Friday, 21 June 2013

Understanding my Design Biases

I’ve had a wonderful day. I spent a part of it surfing the web (I love that expression – especially since it’s the only surfing I’ll ever be doing!) for interesting designs on the web. I started off doing a Google search on things such as “best website design”. Since there are so many websites, I guess I shouldn’t be surprised at the amount of sites that highlight excellent design.

From there, I found some great web designer sites. It was a real thrill since I saw sites that I would never have found otherwise. Let’s face it, I’m not part of the target market for 95% of sites on the Internet!

As I saw great website designs, it didn’t take me long to decide what I liked – hence the possible biases. I definitely am attracted to clean simple designs, with either lots of white or cream space but of course, some use of colour. I realised that I dislike predominantly black websites as well as very busy, cluttered sites. I do think though, that most of the black websites with lots of stuff on them are usually geared to young people.

Lounge Lizard

Here are some screen shots of what I think are cool site designs. The first three sites were all created by Lounge Lizard. It was difficult to keep my examples to three.
Lounge Lizard's website
This one is a little on the dark site, but it's an important part of the look. The items on the bar are very appropriate and are used for navigation.  I saw a few sites using this technique but I found that many of them were confusing. This one is not! There's even movement, including a flickering candle.

Their website is relatively easy to navigate. They showcase a lot of websites that they designed for clients. I particularly like their "case studies" section. I'm sure that it helps potential clients see themselves and gives them a feel for what the company can do. As a student, it gives me insight into how these sites were developed.

Alakef Coffee Roasters

Alakef home page
This is a more traditional design.  I really like their use of texture. It looks great and gives us the feel of jute coffee bags and South America. I found that the subtle colours in the background added interest without distracting from the content.

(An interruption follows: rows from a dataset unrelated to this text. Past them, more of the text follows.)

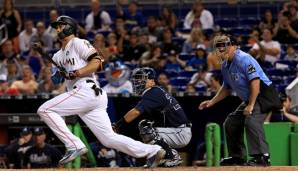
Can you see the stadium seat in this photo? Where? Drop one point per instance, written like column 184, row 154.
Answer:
column 248, row 22
column 187, row 74
column 237, row 31
column 101, row 75
column 227, row 22
column 179, row 81
column 291, row 64
column 186, row 56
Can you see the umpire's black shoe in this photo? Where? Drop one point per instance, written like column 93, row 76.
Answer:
column 232, row 161
column 155, row 160
column 260, row 160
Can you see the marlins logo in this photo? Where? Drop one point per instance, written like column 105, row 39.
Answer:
column 251, row 69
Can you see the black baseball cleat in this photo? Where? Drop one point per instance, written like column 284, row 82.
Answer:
column 155, row 160
column 232, row 161
column 70, row 155
column 260, row 160
column 176, row 160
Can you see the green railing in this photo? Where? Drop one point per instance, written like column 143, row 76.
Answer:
column 213, row 142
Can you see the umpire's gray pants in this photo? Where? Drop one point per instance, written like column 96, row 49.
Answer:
column 175, row 137
column 234, row 127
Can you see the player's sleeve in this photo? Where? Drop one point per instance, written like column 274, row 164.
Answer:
column 250, row 68
column 85, row 50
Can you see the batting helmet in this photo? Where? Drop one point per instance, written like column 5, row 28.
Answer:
column 70, row 26
column 139, row 78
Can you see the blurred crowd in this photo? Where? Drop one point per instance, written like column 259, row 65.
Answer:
column 181, row 52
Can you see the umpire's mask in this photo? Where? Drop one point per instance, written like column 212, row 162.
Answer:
column 139, row 79
column 221, row 45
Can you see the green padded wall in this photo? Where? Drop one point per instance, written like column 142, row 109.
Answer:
column 294, row 149
column 278, row 138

The site is very easy to navigate. They have their online shop as well as a very thorough section about coffee, called “Become an expert” which even includes a quiz. There is a good video explaining the company’s coffee roasing process that highlights their passion for great coffee.

Sedoni Gallery

Sedoni Gallery home page
I really like the simple, clean look of this site. Each navigation button for their products is written in a different font, which in some way is connected to the items found in that section. It could have been distracting, but I think that because there's a lot of white space between them, it's effective.

The look of the page, with the uneven black border accentuates the products on the page. The swipe of paint behind the “Welcome”, “Gift Registry”, “Gift Card” and “Shopping Bag” (instead of a cart) make the navigation obvious while looking artistic and carefree. The website highlights the assortment of textures to be found in the gallery through the use of a wonderful textured background and a navigation bar (at the top right) that looks like it’s on sand.

The headings for each product section are striking. They illustrate the section with a rich, beautiful look that is very much in line with their upscale clientele.

Bastian+Skoog Flower Studio

Bastian+Skoog home page

 Here's a company, Eight Hour Day, that creates some great websites.

Bastian+Skoog's website is pretty incredible. Of course, it's an upscale flower studio, so it probably needs to be incredible. I did find it a little difficult to navigate. At first I thought that it was my lack of experience using the web since I'm still not used to navigation buttons that slide in and out of the sides of the screen. However, after checking out the site a few times, their navigation depends on using the "back" button on the browser. A minor inconvenience, but I do think that users should have more than one choice about how they want to navigate around a website.

Here's the page that come up if you click on weddings from the home page. This is the page that caught my eye when I was on the designer's website. Once you're inside the wedding page site, it's a veritable feast for the eyes. The flowers are stunning.

I'm showing this page because the yellow background was designed by Eight Hour Day. They did a yellow design like this for each page. I found these very compelling.

These are some of the designs I like. Why could that lead to biases? Well, these are designes that I like and am attracted to. That’s fine for my personal choice, but when we are creating a design for a specific audience, it’s important that the design is appropriate for that group. If I am a part of their target market, then it’s probably less of a problem; but if the market is teenages, then the designs I like are probably not suitable.